Environmental oxygen affects ex vivo growth and proliferation of mesenchymal progenitors by modulating mitogen-activated protein kinase and mammalian target of rapamycin signaling

Background aims: Stem and progenitor cells of hematopoietic and mesenchymal lineages reside in the bone marrow under low oxygen (O2) saturation. O2 levels used in ex vivo expansion of multipotent mesenchymal stromal cells (MSCs) affect proliferation, metabolism and differentiation. Methods: Using cell-based assays and transcriptome and proteome data, the authors compared MSC cultures simultaneously grown under a conventional 19.95% O2 atmosphere or at 5% O2. Results: In 5% O2, MSCs showed better proliferation and higher self-renewal ability, most probably sustained by enhanced signaling activity of mitogen-activated protein kinase and mammalian target of rapamycin pathways. Non-oxidative glycolysis-based energy metabolism supported growth and proliferation in 5% O2 cultures, whereas MSCs grown under 19.95% O2 also utilized oxidative phosphorylation. Cytoprotection mechanisms used by cells under 5% O2 differed from 19.95% O2 suggesting differences in the triggers of cell stress between these two O2 conditions. Conclusions: Based on the potential benefits for the growth and metabolism of MSCs, the authors propose the use of 5% O2 for MSC culture. (c) 2022 International Society for Cell & Gene Therapy. Published by Elsevier Inc.

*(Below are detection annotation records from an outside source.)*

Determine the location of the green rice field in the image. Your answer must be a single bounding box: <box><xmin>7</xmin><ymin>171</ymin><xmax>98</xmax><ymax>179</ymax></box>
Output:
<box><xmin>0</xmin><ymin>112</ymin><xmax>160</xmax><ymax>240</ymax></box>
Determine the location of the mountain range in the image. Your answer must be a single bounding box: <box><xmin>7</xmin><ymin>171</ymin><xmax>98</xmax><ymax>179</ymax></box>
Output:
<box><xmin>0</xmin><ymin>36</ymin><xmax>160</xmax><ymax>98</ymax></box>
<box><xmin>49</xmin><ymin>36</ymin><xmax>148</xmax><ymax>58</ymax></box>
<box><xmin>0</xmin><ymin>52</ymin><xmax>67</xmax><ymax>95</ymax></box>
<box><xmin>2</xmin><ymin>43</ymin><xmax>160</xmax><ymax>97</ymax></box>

All rights reserved.

Automated summary

This study compares the effects of different oxygen concentrations on the growth and metabolism of multipotent mesenchymal stromal cells (MSCs). The results show that MSCs cultured in a 5% oxygen environment exhibit better proliferation and self-renewal ability, supported by non-oxidative glycolysis-based energy metabolism. The cytoprotection mechanisms and triggers of cell stress also differ between different oxygen conditions.